Nicotine is a powerful stimulant that raises blood pressure and heart rate, potentially pushing more blood to the muscles. “It could make an athlete more alert later in a race so they could make better tactical decisions,” says Mündel.

Houltham knows how important this research is. “Every racer is looking for an edge, but it’s important that anything you put in your body is both legal and safe.” He says.

However, nicotine also has the potential to push an athlete over the edge. The body could work too hard and overheat or put too much stress on the heart.

The results of the research should be available soon and will be forwarded to sporting governing bodies and the World Anti-doping Agency

But before you reach for that packet of Marlboro remember its not just nicotine your inhaling!


By Shaun Horrocks





This is not the first time that having a ciggie has been promoted to help breathing and increase endurance.
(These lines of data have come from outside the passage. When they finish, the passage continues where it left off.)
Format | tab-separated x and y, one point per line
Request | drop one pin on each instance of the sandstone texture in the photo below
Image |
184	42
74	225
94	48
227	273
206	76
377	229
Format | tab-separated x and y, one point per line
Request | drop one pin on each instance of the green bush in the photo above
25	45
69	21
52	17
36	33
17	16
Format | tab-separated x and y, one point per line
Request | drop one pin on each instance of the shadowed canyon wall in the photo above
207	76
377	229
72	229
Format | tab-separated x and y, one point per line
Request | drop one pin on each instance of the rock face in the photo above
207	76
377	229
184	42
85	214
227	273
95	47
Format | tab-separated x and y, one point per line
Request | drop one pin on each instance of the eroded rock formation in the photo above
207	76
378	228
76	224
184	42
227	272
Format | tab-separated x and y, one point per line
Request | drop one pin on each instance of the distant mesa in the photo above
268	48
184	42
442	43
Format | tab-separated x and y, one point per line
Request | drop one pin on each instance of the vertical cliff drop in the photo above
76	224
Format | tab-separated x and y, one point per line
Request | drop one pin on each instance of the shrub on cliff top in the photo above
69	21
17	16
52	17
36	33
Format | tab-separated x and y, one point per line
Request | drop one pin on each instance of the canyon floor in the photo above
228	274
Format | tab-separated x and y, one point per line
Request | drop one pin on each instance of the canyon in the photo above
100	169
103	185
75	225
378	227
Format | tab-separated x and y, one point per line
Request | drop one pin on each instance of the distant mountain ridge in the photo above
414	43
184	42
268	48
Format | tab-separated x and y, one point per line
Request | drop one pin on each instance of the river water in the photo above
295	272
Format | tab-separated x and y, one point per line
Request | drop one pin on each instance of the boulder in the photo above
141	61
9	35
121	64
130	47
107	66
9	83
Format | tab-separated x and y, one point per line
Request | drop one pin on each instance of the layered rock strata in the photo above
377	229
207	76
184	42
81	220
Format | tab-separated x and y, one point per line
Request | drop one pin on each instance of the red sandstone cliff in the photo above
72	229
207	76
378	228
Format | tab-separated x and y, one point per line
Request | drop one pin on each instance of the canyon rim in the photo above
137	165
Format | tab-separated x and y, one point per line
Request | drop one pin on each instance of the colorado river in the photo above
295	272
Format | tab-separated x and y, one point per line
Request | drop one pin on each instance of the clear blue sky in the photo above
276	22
Back in 1922 on the first British Everest expeditions, climbers reported that smoking even as high as 7000m aided them in breathing.

Captain GJ Finch, who took part in the expedition, spoke at a meeting on November 21, 1922 to the Royal Geographical Society, London, said “He and two other members of the expedition camped at 25,000ft for over 26 hours and all that time they used no oxygen.”

About half an hour after arrival at high camp he noticed that unless he kept his mind on the question of breathing, making it a voluntary process instead of an involuntary one, he suffered from lack of air. As a measure of desperation he lit a cigarette.

After deeply inhaling the smoke he and his companions found they could take their mind off the question of breathing altogether. “The effect of a cigarette lasted at least three hours, which enabled them to have their first sleep at this great altitude.” He continued.

So the old boys may have been onto something?